Economic Report on Africa 2006
African countries continue to face perennial shortages of resources to finance public and private investment. This constrains their ability to accelerate growth, seen as key to reducing poverty. Resource shortages limit the ability of governments to undertake public expenditure in infrastructure and social services needed to boost economic demand, encourage private sector activity, and sustain high levels of economic growth.
To fill the financing gaps and accelerate growth, African countries need to mobilize more domestic and external financial resources. The fact is, official development assistance (ODA) to Africa has grown only in nominal terms, and the resources received over the last decade - excluding emergency aid and debt relief - increased only marginally. But while countries on the continent still depend heavily on aid for development, it is encouraging to note that they are attracting more private capital. Indeed, net flows of private capital have risen, as net official flows have declined and turned negative over the past years.
However, private capital flows remain unequally distributed across the continent, with oil-rich countries taking the lion’s share.

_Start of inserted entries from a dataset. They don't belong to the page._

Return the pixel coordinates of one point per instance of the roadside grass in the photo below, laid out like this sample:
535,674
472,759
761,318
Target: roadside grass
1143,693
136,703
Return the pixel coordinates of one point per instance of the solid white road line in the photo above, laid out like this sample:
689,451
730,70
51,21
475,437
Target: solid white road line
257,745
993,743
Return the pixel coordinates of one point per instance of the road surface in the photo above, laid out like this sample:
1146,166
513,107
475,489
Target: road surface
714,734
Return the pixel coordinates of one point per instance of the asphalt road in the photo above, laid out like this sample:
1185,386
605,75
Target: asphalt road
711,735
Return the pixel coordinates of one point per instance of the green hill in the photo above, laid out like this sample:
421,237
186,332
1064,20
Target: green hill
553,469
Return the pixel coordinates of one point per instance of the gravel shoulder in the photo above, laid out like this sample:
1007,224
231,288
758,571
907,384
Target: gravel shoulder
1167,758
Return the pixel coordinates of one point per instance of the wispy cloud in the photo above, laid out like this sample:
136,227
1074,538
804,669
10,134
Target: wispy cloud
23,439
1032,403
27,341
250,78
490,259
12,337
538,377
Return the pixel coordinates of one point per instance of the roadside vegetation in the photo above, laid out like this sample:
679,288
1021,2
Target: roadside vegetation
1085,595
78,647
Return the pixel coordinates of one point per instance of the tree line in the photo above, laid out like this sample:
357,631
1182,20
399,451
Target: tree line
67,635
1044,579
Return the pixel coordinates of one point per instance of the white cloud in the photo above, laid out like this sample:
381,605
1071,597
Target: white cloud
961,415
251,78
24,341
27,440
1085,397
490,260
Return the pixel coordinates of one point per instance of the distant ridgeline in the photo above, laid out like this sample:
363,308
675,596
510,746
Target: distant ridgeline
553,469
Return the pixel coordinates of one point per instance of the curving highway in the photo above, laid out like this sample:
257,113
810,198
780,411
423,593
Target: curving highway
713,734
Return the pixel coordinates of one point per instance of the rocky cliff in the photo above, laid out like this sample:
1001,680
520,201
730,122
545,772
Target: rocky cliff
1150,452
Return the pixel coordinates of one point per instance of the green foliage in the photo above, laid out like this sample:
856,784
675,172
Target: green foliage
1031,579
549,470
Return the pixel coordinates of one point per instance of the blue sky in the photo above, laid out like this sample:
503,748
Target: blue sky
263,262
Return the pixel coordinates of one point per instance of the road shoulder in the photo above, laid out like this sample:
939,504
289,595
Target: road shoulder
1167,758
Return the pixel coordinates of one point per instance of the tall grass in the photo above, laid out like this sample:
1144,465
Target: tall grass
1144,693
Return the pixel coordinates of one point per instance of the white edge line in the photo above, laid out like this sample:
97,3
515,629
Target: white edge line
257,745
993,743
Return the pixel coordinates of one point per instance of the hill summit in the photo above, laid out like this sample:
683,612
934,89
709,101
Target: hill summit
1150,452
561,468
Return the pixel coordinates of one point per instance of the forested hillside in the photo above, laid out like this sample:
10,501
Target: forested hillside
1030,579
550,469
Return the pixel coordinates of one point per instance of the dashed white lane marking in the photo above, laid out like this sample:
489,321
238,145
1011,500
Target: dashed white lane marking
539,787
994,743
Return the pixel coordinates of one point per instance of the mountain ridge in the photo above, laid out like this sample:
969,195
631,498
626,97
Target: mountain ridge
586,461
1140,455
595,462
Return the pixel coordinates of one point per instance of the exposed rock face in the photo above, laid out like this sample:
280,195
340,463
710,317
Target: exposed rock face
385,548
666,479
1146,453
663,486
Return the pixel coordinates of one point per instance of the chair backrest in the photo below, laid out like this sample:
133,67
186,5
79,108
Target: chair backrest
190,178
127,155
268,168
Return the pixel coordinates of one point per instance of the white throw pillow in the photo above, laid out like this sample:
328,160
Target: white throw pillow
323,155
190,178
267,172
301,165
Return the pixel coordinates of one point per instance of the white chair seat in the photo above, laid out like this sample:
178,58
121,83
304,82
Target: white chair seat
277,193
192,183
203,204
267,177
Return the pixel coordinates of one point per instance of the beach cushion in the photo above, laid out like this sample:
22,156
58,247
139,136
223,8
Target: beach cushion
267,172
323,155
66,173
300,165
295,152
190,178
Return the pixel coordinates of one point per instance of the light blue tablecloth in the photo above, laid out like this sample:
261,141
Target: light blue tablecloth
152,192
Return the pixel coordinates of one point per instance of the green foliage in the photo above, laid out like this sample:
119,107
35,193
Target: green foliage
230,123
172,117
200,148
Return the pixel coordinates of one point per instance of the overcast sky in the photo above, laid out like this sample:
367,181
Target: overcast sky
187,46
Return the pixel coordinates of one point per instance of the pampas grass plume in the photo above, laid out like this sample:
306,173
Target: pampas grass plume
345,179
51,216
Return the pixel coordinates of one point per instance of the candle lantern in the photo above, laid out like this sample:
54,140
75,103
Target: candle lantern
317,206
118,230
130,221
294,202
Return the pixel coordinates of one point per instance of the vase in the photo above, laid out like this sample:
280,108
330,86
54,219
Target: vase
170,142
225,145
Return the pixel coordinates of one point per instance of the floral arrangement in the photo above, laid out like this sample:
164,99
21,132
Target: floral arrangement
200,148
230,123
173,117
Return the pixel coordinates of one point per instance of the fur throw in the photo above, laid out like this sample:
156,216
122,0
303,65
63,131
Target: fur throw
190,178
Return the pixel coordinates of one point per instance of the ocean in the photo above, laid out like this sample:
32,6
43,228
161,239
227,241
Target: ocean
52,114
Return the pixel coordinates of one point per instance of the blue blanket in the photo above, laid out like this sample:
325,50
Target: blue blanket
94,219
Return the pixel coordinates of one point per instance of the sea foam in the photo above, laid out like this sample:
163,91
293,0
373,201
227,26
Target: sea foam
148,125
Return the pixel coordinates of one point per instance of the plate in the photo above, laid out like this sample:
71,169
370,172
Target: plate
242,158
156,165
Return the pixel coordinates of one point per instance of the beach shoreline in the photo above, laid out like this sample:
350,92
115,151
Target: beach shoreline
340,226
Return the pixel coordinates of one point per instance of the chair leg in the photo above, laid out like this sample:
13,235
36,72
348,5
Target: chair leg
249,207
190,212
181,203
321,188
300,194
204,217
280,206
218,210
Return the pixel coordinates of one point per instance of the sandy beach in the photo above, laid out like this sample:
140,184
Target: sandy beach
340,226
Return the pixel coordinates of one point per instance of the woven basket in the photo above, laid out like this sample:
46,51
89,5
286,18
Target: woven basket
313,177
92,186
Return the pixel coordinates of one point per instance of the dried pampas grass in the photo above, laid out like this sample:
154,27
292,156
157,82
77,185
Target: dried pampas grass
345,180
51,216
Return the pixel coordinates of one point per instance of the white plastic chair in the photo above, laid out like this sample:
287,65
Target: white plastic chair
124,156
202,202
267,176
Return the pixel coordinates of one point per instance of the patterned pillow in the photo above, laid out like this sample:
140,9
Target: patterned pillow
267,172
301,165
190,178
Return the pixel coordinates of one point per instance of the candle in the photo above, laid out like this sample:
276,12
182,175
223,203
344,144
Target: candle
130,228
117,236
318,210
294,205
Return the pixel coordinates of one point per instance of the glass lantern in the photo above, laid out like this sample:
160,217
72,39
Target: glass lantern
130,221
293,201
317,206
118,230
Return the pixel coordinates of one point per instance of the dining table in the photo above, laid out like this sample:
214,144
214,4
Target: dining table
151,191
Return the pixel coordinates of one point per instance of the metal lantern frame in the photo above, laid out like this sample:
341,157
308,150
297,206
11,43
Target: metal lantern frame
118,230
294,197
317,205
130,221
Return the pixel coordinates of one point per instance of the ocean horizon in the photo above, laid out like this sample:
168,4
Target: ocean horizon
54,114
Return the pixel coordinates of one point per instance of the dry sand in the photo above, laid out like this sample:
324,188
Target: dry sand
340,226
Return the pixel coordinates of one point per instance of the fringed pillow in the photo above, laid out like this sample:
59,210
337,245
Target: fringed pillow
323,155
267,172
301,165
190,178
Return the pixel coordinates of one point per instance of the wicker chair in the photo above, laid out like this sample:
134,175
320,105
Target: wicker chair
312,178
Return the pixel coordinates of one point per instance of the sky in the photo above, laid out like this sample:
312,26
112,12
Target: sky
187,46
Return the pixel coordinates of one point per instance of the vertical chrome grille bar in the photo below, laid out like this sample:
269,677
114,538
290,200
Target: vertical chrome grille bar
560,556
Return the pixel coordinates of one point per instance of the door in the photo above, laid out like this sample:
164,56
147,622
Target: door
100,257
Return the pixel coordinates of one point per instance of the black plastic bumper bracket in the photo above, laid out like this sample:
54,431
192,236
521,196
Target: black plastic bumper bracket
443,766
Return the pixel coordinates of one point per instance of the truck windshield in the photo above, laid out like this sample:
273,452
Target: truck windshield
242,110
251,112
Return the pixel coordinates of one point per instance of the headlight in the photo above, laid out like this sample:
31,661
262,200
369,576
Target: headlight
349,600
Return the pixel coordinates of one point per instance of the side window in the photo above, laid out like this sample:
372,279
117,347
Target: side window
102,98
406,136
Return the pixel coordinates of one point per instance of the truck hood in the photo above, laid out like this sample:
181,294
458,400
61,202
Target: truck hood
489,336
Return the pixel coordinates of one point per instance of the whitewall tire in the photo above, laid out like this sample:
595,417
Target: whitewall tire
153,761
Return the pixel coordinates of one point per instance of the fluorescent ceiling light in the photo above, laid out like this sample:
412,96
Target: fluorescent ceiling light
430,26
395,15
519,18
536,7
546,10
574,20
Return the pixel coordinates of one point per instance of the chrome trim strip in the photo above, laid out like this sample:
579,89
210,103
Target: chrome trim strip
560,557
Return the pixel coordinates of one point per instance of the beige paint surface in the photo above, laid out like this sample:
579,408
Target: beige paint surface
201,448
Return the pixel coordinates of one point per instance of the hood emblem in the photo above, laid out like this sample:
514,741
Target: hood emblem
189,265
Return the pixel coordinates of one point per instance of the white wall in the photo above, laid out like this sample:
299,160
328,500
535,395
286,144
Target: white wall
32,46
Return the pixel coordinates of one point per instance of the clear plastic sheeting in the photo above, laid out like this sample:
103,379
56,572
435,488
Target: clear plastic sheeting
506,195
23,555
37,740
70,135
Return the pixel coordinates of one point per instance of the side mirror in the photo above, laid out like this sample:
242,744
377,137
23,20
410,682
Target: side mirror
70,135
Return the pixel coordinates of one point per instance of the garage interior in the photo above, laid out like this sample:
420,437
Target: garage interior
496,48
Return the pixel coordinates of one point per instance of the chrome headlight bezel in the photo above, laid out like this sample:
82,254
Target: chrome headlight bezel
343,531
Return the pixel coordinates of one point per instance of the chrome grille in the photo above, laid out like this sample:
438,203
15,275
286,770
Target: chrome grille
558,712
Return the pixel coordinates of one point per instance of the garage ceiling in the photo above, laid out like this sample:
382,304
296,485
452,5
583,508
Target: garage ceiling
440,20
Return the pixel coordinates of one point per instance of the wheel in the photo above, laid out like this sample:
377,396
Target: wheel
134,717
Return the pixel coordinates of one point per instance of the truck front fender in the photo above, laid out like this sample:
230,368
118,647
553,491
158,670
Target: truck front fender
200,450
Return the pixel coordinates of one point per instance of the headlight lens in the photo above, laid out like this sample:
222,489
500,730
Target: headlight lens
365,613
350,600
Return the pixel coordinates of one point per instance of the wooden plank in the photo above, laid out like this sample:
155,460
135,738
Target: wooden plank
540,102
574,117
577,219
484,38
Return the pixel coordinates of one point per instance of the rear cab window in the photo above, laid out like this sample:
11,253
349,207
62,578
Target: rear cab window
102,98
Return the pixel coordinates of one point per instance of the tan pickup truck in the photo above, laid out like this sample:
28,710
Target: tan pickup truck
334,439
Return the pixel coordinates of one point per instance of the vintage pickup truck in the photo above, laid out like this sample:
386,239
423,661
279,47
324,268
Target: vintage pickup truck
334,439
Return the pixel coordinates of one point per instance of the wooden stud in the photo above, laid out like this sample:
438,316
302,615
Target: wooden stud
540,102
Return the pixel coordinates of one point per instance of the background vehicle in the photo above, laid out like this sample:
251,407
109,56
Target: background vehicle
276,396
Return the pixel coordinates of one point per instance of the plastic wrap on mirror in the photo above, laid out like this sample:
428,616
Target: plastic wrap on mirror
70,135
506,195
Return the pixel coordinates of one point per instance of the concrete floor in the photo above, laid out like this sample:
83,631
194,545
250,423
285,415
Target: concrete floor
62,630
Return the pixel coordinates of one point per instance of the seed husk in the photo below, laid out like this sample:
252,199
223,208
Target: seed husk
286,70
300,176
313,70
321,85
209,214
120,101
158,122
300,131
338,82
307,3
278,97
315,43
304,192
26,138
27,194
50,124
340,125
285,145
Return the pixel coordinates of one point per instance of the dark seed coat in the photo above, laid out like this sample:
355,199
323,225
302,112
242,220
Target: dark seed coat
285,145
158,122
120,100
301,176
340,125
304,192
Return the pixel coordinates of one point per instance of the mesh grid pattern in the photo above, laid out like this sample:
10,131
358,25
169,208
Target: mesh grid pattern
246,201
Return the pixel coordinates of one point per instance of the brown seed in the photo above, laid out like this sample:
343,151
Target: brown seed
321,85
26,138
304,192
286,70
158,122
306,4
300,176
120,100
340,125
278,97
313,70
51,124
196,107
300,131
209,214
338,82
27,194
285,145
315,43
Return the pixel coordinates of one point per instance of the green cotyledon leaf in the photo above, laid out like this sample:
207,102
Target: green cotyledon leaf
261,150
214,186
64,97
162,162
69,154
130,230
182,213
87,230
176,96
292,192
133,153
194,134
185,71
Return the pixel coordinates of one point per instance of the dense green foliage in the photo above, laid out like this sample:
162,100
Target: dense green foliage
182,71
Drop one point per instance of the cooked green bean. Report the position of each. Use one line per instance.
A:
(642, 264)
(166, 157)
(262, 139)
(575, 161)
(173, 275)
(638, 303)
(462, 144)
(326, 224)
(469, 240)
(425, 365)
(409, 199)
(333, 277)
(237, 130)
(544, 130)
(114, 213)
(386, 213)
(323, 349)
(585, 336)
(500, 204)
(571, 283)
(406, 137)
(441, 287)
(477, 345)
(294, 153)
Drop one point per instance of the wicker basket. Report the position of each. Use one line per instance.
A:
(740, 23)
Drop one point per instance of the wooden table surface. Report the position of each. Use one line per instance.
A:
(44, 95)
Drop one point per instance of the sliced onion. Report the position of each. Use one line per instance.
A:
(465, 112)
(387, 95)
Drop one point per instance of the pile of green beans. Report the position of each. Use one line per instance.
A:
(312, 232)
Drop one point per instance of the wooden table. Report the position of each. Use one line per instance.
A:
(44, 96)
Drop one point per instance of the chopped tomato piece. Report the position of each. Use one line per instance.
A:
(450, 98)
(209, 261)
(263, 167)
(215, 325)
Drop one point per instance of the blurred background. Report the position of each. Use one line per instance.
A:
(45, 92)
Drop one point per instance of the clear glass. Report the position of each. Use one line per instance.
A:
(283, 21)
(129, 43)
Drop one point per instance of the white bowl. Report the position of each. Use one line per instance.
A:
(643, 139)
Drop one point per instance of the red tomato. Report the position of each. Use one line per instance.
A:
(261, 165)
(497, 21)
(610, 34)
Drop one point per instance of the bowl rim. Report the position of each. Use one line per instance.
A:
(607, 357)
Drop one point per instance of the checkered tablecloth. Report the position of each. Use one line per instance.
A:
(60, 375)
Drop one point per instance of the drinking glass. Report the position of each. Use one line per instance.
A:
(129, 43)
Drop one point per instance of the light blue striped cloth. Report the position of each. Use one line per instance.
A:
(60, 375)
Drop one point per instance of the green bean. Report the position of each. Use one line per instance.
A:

The concentration of foreign investment in the extractive industries perpetuates Africa’s dependence on primary commodities, and exposes the continent to the adverse effects of fluctuations in international commodity prices. For this reason, African must attract more foreign capital, and establish incentive mechanisms to encourage a more diversified allocation of capital across sectors. It is also urgent to monitor and manage capital flows effectively so as to minimize the risks of financial instability.